When they dashed through the door, they found themselves in a hallway with scuffed white walls, a green linoleum tile floor, and bright fluorescent lighting. Bangs, clatters, and urgent voices indicated that there was food or beverage prep going on in one of the rooms off the hallway.
Hugh ignored it all, spinning her around to face him as he gripped her shoulders. “Jess, what are you doing here?” She saw confusion, uneasiness, and—maybe—hope in his face.
“I’m being myself in your world.” She waved down at her scrubs. “And having a blast, if truth be told.”
His gaze flicked over her outfit again, his expression bemused. “You look amazing. Those are not your average scrubs.”
“Quentin tailored them for me,” Jessica said. “And the jewels are on loan from Cazier. They’re real.” She touched the diamond necklace. “You see, I can do the red carpet and still be Jessica.”
“Oh God, I never doubted that.” Hugh’s words came out on a groan. “You can do anything you put your mind to.”

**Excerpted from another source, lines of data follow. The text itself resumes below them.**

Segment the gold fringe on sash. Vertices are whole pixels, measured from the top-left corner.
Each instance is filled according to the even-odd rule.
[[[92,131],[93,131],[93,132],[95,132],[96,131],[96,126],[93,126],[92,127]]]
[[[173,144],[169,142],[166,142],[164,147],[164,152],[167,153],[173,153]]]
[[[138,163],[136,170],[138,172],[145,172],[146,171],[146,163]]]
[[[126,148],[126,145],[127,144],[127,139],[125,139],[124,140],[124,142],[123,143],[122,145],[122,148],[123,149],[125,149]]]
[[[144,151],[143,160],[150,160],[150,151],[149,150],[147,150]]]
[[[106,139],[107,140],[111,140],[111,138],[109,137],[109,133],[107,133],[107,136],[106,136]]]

“I’ve put my mind to loving you, and I’m not going to change it.” She laid her palm against his cheek. “You can’t scare me away with a few photographers.”
He pulled away from her touch, sending a spear of hurt through her chest, but she held on to the memory of how he’d just kissed her.
“The photographers are just the tip of the iceberg,” he said, his voice tight with frustration. “You have an important job. Being with me will make it impossible for you to do it.”
She put her hands on her hips. “You yourself said that once the novelty dies down, no one will bother me at the clinic anymore.”
“I lied.” The muscles of his jaw bulged as he clenched it. He swept his hands out in a gesture of futility. “You can only survive by retreating into an artificial cocoon of security and isolation. I won’t ask that of you.”
“Good, because I won’t do it.” She steeled herself for another rejection when she reached for his hand, wrapping both of hers around it. “I won’t leave you, either.”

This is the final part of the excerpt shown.